My second thought was lets fire up dtrace and see if the application is actually logging anything to syslog. I figured the application was calling a function in libc to log data out. To look for the probe name I ran dtrace -ln 'pid$target::*log*:' -p <pid> and sure enough there were two interesting probes to look at, syslog and openlog. Looking into the syslog:entry probe I wanted to know what the arguments were so that I could gather some data. The online documentation for syslog says Function: void syslog (int facility_priority, char *format, ...). So arg0 will allow me to check the priority and arg1 will let me see what the message logged is. If there is any activity at all for that matter.

Checking facility priority:

root@server:~# dtrace -n 'pid$target::syslog:entry {printf("Priority: %d with message: %s", arg0, copyinstr(arg1))}' -p 75576
dtrace: description 'pid$target::syslog:entry ' matched 1 probe
CPU     ID                    FUNCTION:NAME
  6  78675                     syslog:entry Priority: 3 with message: {%s} Connection closed (in data)

Great, so according to dtrace stud is indeed producing syslog messages and is sending them to priority number 3. According to syslog.h a priority of 3 is err. Double checking my syslog.conf file I am looking for * so I changed it to be err.

local4.err /var/log/stud.log

Now that I have the right priority I am still not getting any log data in /var/log/stud.log.

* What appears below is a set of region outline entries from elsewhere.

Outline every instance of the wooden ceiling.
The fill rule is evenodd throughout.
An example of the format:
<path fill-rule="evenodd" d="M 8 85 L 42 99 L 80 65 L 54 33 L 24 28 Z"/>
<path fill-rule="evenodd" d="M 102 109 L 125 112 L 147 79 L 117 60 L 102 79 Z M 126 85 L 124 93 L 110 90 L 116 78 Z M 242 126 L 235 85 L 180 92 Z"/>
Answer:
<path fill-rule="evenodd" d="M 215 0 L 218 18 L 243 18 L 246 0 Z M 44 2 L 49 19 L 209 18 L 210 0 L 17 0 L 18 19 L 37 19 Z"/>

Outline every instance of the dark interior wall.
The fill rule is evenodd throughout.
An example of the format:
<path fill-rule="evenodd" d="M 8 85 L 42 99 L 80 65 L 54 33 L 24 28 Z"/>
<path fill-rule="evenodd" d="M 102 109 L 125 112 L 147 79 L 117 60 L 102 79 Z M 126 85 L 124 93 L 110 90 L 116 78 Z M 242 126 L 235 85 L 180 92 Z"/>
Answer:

DTrace has verified that logs are being generated and that they are going to priority 3, but I don't know if the facility is correct. I still have the other probe (openlog:entry) to look into. The documentation says Function: void openlog (const char *ident, int option, int facility). This is exactly what I need, arg2 will tell me what facility the application is actually attaching itself to. This is a little bit more tricky because it appears the application will only call this function when its first starting up. So I couldn't pass in the pid this time. Instead I used dtrace's "-c" option to pass in a command which will grab the pid and stick it in $target.

Checking the facility:

root@server:/var/log# dtrace -n 'pid$target::openlog:entry {trace(arg2)}' -c "/opt/local/bin/stud --config=/opt/local/etc/stud.conf"
dtrace: description 'pid$target::openlog:entry ' matched 1 probe
prctl: 30062: cannot control: process is traced: Device busy
{bind-socket}: Address already in use
dtrace: pid 30062 has exited
CPU     ID                    FUNCTION:NAME
 11  67108                    openlog:entry                 0
 11  67108                    openlog:entry               160

Stud is attaching to facility 160. However syslog.h in illumos defines facilities as bit shifted int's. Looking at local4 it is defined as (20<<3). I can't really shift bits in my head that easily so a simple python one liner will tell us if the int matches up with int in the header file.

link@iria ~ % python -c "print 20<<3"

Success! Stud is indeed using local4 as its facility and it is using priority 3 (err) to send its logs to. DTrace was able to confirm that the application is defintly not the issue. I think having this kind of observability is a clear win for illumos over other platforms. Now I know the issue is not stud but has something to do with my syslog.conf. Knowing that syslog.conf is picky about things like new lines at the end of the file, it had to be something to do with formatting. Thinking back to other times when I edited syslog.conf I rememberd that syslog likes tab characters and not spaces between the facility.pritority and the log file. Changing my space to a tab and restarting system-log allowed the logs to start flooding in.